Couleurs !
Le Salon International de la Bande Dessinée voit le jour à Angoulême, le dernier week-end de janvier. Entre autres manifestations festives, il accueille l’exposition Esthétique du noir et blanc dans la bande dessinée. 50 ans plus tard, en écho, le Festival fait place à la couleur à travers une exposition immersive.
Placée à côté de celle de la bande dessinée en noir et blanc, l’histoire de la bande dessinée en couleur est raisonnablement “longue”. Que l’on pense à l’apparition aux États-Unis en 1896 du Yellow kid de RIchard F. Outcault dans les cahiers dominicaux du New York World, qui a contribué à une propagation assez fulgurante de la quadrichromie, ou encore, bien avant cela, en 1854, au rouge sang dont Gustave Doré s’est servi pour tacher deux pages de son Histoire pittoresque, dramatique et caricaturale de la Sainte Russie.
Au fil des décennies, noir et blanc et couleur ont cheminé de façon parallèle, chacun prenant tour à tour la tête pour des raisons pratiques, financières et esthétiques. Les premières colorisations, assez sommaires, fonctionnaient par aplats et, le plus souvent, selon un naturalisme académique. Très vite, et plus encore après-guerre, le rôle de la couleur s’accroît : on l’utilise pour ses valeurs locatives, métaphoriques, psychologiques. La frontière se fait plus mince entre la fonction narrative du dessin et celle de la couleur. Avec Arzach de Moebius, la bande dessinée s’ouvre à la couleur directe et à la picturalité, emportant dans son sillage des auteurs comme Bilal, Yslaire, Loustal, Richard Corben, Nicole Claveloux . À la jonction des années 1980-1990, l’arrivée de la colorisation numérique apporte un nouveau lot de petites révolutions et autres expérimentations chromatiques.

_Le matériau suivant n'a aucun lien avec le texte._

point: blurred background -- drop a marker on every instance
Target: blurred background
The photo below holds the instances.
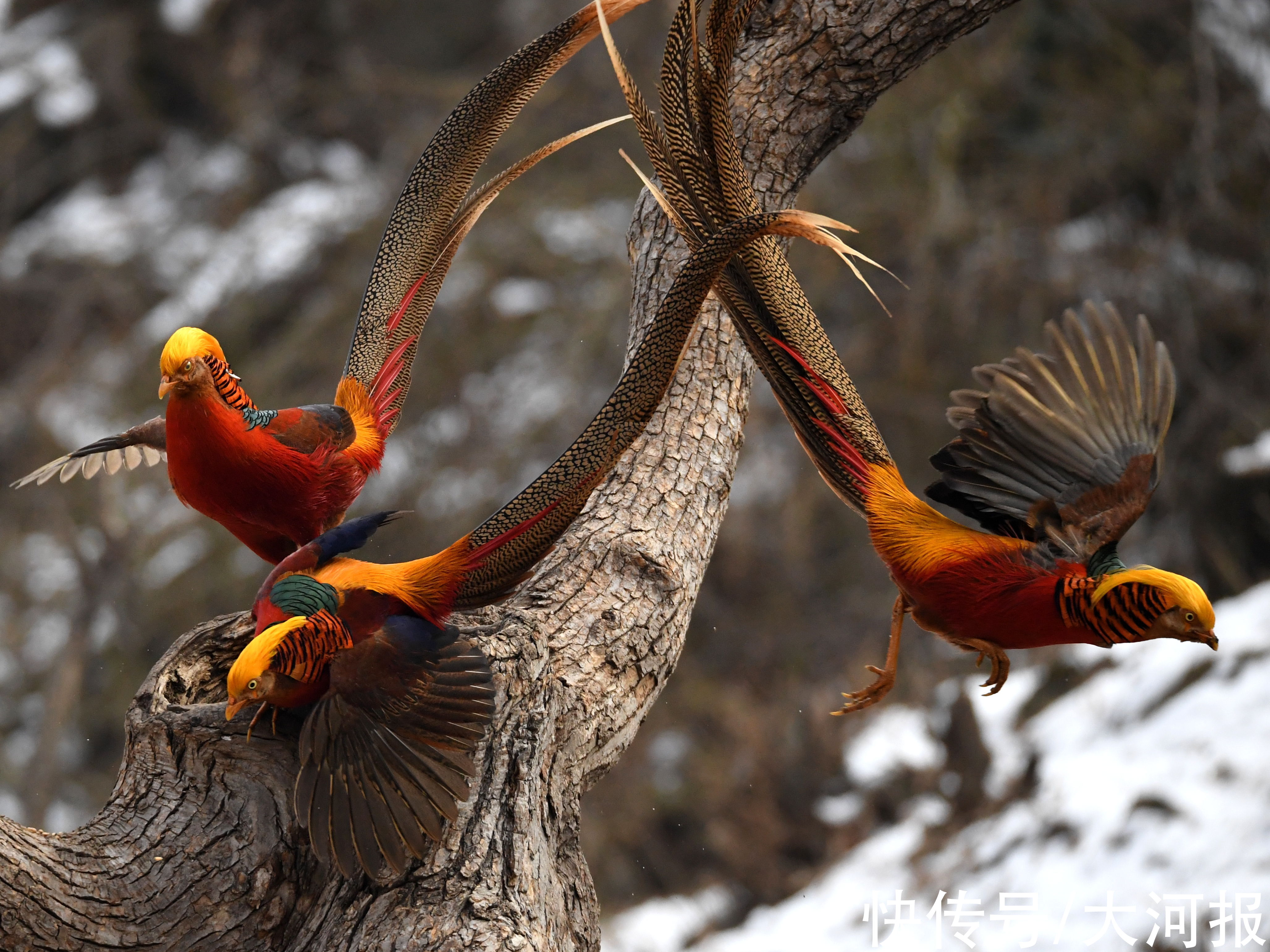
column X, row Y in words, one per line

Reste que, comme le dessin et l’écriture, la couleur naît d’une intention. Celle de la dessinatrice ou du dessinateur qui poursuit avec la couleur son geste de création. Ou bien d’un coloriste – qui est le plus souvent une coloriste – qui établit un ensemble de choix déterminants. Couleurs ! entend ainsi accompagner la reconnaissance d’un statut longtemps invisibilisé.

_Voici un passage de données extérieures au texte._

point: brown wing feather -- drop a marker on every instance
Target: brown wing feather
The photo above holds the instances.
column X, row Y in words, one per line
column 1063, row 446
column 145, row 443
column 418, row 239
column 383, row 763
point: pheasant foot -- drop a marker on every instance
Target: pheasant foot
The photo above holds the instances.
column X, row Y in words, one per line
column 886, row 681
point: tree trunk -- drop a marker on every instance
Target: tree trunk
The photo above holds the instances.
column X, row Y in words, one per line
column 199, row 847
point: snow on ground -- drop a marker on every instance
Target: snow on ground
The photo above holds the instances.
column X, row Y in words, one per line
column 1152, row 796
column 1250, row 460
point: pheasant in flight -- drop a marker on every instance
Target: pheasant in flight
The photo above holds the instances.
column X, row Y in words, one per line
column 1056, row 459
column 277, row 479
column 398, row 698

L’exposition propose tout d’abord un bref rappel des étapes ayant jalonné l’histoire de la couleur en bande dessinée dans les sphères franco-belge, américaine et asiatique, et revient sur différentes techniques. Accueillant des dizaines de planches originales et de reproductions d’œuvres d’autrices et auteurs usant de techniques et d’outils différents, y compris numériques, le cœur de l’exposition permet aux visiteurs de déambuler dans une effervescence de mises en couleur, de l’aquarelle d’Hugo Pratt à l’acrylique d’Emmanuel Lepage, du feutre de Chloé Wary aux crayons d’Andrea Serio, du pastel de Lorenzo Mattotti à l’encre de Miles Hyman, en passant par la risographie et autres techniques singulières. Un troisième espace, consacré à la narration par la couleur, accueille des témoignages de coloristes dans les secrets de leur création. En fin de parcours, une salle interactive proposera même de jouer avec les couleurs.